So the rule for Trench movement sounds pretty definitive, but it refers to movement per each Trench
hex:
B27.54 The cost to enter a connecting trench hex is always one MF (unless doubled for a move to higher elevation) regardless of the other terrain in the hex [EXC: SMOKE].
And the phrase "regardless of the other terrain in the hex" (note that even the excepted SMOKE is considered
artificial terrain: see Index and B.9) tells us that the 1 MF "limit" is, in fact, a COT in avoidance of other COTs. It is not in avoidance of the added effects of weather.
Deep Snow, like Mud, increases the cost of movement by .5 MFs (or 1 MP)
per hexside. So already, I think this clarifies that the half-MF would be in addition to the 1MF for trench to trench movement (which is accounted for per hex). But because snow is a weather effect - not a COT - I don't think the trench matters, which is what I think is being said by E3.65:
E3.65 OPEN GROUND: For purposes of Mud and Deep Snow (3.62, 3.64, 3.731) only, Open Ground includes all unpaved (during mud) or unplowed (during Deep Snow) roads, gullies [EXC: gullies containing woods/brush during Mud, or containing woods during Deep Snow; B12.6], dry streams, plowed fields (not grain), and otherwise Open Ground hexes including shellholes and trenches regardless of LOS Hindrances, hexside TEM, entrenchments, or height.
Remember, Entrenchments are explicitly NOT a terrain (B.9). So they do not change an Open Ground hex into a non-OG hex.

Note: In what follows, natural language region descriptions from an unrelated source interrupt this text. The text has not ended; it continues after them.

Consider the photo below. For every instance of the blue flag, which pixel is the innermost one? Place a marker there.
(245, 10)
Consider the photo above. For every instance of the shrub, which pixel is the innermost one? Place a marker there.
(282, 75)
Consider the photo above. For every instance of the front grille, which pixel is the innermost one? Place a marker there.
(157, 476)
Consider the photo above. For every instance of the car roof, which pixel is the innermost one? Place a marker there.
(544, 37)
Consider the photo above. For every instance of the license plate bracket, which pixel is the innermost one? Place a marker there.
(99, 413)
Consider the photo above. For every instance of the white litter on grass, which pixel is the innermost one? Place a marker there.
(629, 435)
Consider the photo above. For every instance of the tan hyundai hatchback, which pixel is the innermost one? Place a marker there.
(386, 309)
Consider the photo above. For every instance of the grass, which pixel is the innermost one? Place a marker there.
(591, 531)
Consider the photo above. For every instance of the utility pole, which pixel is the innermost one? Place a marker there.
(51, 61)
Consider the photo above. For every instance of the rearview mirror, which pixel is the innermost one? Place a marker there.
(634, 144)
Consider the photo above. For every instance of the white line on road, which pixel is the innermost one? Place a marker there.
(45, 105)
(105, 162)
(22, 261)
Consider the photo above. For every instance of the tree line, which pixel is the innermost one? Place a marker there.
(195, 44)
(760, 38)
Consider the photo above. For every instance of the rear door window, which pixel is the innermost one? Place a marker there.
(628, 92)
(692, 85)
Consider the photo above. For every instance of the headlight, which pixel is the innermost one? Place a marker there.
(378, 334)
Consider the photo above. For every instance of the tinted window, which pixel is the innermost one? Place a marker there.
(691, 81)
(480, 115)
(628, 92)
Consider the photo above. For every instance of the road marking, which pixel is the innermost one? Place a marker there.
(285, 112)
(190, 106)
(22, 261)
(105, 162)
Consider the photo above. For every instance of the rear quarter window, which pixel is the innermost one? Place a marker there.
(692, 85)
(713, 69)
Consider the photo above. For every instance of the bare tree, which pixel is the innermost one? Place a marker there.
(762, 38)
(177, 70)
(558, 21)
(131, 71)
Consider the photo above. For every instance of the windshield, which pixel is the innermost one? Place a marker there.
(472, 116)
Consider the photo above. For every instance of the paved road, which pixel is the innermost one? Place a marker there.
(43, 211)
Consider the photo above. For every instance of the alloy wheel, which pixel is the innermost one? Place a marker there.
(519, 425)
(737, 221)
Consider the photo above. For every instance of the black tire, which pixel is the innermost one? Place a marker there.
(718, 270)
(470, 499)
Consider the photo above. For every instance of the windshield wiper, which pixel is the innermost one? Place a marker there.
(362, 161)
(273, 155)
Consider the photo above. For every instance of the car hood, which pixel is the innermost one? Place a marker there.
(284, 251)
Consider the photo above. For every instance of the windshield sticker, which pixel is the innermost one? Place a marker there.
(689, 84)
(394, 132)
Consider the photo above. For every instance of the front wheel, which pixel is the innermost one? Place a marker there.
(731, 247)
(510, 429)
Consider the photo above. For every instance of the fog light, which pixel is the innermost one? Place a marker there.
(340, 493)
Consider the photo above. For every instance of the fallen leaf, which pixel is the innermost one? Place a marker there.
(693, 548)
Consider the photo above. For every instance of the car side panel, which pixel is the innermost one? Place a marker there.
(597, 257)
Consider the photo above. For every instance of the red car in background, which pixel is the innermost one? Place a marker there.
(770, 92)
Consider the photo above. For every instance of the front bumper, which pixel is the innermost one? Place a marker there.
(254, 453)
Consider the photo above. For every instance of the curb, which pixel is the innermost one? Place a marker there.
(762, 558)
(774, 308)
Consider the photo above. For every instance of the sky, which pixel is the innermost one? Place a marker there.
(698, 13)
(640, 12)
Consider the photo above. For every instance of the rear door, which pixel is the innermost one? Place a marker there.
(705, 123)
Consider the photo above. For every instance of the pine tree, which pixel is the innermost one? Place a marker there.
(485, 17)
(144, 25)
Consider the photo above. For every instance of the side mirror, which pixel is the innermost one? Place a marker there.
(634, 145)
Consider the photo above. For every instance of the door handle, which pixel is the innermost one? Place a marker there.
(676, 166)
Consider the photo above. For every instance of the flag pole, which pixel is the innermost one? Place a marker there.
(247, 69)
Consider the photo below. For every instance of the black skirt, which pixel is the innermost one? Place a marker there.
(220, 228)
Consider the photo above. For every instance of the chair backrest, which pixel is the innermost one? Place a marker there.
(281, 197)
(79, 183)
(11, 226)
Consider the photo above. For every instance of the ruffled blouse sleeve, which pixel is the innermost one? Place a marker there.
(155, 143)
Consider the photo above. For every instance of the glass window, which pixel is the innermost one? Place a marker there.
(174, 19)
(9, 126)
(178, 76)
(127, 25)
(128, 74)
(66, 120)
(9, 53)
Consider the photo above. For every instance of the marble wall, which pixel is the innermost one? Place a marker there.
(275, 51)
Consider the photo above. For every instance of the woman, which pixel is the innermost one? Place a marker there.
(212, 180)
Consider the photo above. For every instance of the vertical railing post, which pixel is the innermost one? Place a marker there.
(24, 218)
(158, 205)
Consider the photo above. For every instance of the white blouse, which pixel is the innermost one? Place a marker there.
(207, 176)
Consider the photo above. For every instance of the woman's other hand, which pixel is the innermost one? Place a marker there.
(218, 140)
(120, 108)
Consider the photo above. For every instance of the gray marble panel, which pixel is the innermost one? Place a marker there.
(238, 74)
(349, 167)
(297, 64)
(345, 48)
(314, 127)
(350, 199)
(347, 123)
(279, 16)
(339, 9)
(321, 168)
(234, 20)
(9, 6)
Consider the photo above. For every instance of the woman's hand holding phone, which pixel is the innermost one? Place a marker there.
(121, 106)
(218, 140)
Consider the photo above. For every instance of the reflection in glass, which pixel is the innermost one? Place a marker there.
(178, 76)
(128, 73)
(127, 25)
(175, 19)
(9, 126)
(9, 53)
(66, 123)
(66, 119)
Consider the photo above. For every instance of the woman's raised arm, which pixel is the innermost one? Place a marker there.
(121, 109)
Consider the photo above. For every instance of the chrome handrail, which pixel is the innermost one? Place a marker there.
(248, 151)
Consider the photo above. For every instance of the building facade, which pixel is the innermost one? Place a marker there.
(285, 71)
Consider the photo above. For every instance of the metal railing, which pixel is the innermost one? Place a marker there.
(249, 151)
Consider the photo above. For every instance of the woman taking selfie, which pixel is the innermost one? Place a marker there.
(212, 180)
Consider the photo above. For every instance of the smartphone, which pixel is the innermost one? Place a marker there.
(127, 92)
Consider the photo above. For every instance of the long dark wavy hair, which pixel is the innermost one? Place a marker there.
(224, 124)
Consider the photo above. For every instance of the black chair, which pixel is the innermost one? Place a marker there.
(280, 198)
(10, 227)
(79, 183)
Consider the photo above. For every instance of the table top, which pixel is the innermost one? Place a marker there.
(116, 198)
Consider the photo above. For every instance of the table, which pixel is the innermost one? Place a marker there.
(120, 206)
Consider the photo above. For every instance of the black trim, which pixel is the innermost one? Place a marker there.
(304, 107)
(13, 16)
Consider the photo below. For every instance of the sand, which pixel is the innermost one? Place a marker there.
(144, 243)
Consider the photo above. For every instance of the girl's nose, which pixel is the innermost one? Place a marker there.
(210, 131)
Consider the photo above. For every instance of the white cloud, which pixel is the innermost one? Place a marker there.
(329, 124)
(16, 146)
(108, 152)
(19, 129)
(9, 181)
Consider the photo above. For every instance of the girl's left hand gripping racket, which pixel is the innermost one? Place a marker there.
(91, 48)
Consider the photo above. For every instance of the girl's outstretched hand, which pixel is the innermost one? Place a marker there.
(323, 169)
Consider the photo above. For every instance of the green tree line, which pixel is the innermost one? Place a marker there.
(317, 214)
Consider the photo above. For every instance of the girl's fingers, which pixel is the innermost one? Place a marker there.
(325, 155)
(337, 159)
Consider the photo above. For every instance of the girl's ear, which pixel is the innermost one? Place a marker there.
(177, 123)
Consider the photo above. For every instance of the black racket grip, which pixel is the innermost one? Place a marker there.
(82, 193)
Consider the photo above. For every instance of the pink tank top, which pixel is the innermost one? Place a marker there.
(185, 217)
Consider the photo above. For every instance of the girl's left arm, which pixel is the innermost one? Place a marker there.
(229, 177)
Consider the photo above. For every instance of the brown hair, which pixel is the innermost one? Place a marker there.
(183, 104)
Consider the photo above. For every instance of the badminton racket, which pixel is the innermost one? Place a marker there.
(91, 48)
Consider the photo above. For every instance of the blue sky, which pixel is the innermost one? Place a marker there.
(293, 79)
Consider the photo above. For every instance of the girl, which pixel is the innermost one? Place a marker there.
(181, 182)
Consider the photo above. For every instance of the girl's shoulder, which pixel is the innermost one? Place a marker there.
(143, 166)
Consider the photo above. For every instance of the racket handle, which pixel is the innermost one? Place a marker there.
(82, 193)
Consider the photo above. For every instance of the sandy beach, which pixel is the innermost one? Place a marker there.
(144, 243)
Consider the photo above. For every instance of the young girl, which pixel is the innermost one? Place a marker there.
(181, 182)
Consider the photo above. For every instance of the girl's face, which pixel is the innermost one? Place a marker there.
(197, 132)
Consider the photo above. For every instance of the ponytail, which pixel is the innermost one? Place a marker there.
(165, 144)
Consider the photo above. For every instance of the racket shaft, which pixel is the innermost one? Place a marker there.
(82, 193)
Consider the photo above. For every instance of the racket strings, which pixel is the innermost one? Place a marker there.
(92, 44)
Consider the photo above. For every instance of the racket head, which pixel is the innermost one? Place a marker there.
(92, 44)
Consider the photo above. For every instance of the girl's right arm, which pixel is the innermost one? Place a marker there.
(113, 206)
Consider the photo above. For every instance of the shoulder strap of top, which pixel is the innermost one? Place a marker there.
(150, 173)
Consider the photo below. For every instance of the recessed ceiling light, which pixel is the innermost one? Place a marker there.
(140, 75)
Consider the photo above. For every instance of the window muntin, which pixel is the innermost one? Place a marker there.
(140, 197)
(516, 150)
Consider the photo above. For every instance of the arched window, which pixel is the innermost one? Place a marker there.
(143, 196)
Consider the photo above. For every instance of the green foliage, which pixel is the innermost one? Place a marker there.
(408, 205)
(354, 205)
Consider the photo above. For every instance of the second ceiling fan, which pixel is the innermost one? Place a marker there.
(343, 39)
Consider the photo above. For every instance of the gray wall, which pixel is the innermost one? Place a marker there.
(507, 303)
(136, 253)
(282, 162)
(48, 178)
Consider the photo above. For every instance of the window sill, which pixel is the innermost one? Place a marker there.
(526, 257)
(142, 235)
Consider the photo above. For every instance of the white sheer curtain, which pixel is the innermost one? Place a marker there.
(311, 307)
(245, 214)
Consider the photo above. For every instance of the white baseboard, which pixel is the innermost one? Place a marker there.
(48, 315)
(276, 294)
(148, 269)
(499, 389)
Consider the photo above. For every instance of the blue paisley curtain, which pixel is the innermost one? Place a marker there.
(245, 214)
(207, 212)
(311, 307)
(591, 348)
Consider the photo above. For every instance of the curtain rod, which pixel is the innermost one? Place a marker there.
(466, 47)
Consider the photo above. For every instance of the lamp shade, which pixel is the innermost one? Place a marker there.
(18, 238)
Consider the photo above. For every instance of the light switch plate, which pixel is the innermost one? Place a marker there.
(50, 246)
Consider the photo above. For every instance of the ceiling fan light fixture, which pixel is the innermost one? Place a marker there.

And while it might be imagined that the troops shovel out the trenches in order to avoid the deep-snow movement penalty, the mud rules incur almost exactly the same penalty using the same language. Presumably the two conditions must be treated the same (in this respect at least). But surely mud would not be so easily avoided in a trench. I would imagine that the effects of snow and ice can't be avoided either.